The full-time business woman first became ill in December 2013 after starting a diet in the run up to Christmas.
But her weight soon got out of control and she quickly lost over two stone – often surviving on minus calories, eating small amounts and exercising frequently.
Her illness did not stop her love of cooking and she would frequently create delicious meals from her family – tempting her into recovery.
She explained that she had now recreated the recipes which she hoped to put into a book for others suffering with eating disorders.

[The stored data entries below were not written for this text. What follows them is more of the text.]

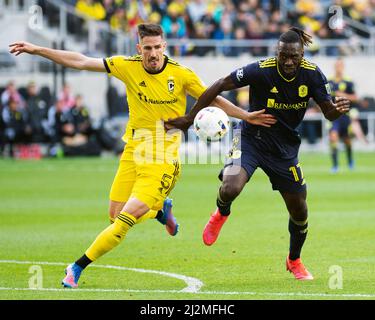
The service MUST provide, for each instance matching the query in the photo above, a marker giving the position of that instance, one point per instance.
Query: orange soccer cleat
(212, 229)
(298, 269)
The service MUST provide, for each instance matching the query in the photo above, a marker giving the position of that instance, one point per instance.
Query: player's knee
(115, 208)
(298, 210)
(229, 191)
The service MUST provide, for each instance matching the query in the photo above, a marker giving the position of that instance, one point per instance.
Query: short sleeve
(350, 88)
(321, 88)
(194, 85)
(116, 66)
(245, 76)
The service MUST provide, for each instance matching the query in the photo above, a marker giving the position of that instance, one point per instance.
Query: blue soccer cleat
(167, 218)
(73, 272)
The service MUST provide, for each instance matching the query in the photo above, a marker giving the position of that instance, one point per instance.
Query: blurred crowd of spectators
(231, 19)
(28, 115)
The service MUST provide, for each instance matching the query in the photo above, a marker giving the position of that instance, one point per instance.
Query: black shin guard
(298, 233)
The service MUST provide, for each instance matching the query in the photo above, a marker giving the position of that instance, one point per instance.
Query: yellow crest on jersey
(302, 91)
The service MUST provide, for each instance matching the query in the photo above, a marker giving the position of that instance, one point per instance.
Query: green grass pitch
(51, 211)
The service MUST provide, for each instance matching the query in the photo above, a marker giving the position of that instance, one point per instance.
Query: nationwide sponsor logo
(170, 85)
(303, 91)
(144, 98)
(271, 103)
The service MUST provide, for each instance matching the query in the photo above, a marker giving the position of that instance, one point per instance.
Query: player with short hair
(283, 85)
(149, 167)
(343, 86)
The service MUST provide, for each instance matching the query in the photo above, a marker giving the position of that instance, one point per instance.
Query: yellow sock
(111, 236)
(148, 215)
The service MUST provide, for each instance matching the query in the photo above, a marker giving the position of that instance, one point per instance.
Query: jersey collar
(281, 75)
(162, 68)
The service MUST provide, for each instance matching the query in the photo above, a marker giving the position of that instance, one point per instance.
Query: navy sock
(298, 235)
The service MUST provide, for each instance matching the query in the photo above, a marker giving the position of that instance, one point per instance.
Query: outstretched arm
(332, 110)
(210, 97)
(68, 59)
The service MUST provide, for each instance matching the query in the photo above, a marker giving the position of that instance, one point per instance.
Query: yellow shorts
(150, 183)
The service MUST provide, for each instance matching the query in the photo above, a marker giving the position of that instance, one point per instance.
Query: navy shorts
(342, 126)
(285, 175)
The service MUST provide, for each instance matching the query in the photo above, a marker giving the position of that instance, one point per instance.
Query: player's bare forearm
(229, 108)
(65, 58)
(332, 111)
(259, 118)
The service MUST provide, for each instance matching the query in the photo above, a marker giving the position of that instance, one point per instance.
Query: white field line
(232, 293)
(192, 284)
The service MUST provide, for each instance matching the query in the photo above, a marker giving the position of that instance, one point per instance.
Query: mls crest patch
(302, 91)
(170, 85)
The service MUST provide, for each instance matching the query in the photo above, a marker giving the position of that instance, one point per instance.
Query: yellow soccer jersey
(153, 97)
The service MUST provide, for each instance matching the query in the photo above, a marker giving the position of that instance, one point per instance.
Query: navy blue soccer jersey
(341, 125)
(286, 99)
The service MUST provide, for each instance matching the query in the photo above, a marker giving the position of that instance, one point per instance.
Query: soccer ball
(211, 124)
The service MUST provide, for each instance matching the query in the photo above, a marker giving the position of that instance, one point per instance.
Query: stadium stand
(194, 28)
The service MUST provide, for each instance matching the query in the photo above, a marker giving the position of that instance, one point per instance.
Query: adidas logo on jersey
(274, 90)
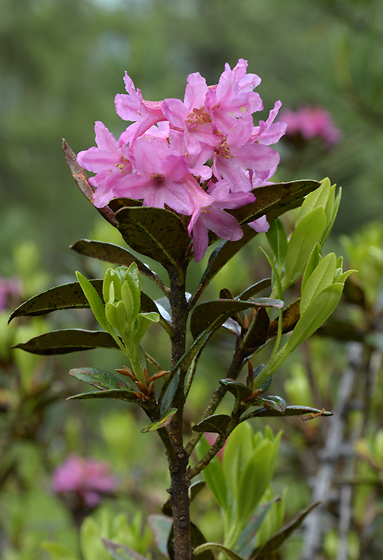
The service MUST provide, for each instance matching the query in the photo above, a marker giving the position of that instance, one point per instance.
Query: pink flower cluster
(311, 122)
(86, 477)
(198, 157)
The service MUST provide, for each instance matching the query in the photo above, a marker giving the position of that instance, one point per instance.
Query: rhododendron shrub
(182, 176)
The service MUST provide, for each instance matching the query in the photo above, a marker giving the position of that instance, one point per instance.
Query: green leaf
(273, 403)
(57, 551)
(162, 423)
(219, 548)
(255, 289)
(239, 390)
(257, 333)
(290, 319)
(315, 315)
(266, 551)
(245, 543)
(154, 232)
(67, 340)
(216, 423)
(305, 236)
(238, 452)
(254, 480)
(66, 296)
(321, 278)
(272, 200)
(111, 253)
(160, 526)
(121, 394)
(213, 313)
(95, 301)
(314, 260)
(277, 238)
(171, 389)
(294, 410)
(213, 474)
(121, 552)
(99, 378)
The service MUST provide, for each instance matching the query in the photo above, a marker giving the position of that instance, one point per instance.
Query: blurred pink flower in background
(311, 122)
(88, 478)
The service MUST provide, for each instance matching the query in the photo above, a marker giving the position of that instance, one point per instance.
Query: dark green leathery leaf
(120, 551)
(109, 252)
(272, 200)
(206, 314)
(216, 423)
(239, 390)
(268, 549)
(294, 410)
(99, 378)
(66, 296)
(120, 394)
(154, 232)
(162, 423)
(67, 340)
(229, 554)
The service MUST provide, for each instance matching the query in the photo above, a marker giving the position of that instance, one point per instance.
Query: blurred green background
(63, 61)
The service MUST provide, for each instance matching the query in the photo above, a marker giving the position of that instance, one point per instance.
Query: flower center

So far she has raised £1,400 of the £1,700 needed to get the book to the publishers, where she is hoping to print a few hundred copies of the book.
She said she feels there is a gap in the market for the product as most recipe books simply promote dieting.
She said: “When I was quite well into my recovery I just had a love of cooking because I had got so into food.
“I would go and look at recipes in shops and stuff and it just struck me there was not a single book in any book shop aimed at people with eating disorders.
“90 per cent of recipe books are all diet books – it’s quite shocking really.
“My family and friends are really proud – they think it’s amazing what I am doing. They’ve been really supportive.
“I’ll be selling it through my own website and we’ll aim to get it to the big stores, that would be the big dream and Amazon and things like that.”
Nicola, who also suffers from depression, has now turned her hand to art which also helped her on the road to recovery.
She creates pieces, including scarves and pictures, using silk and bright colours, inspired by positivity.
Despite being just 18-years-old she runs her own business, Nicola Davis Crafts, as a full time job.
She added: “I would like to be an inspiration, but it’s hard to think of myself that way because I do still struggle every now and then, but it would be nice to inspire others.
“I still battle with depression but a lot of it is looking at my past, which was really bad, but I also look back and think how far I’ve come and I draw the positivity from that.”
She is planning to donate ten per cent of the book’s profits to eating disorder charity Beat.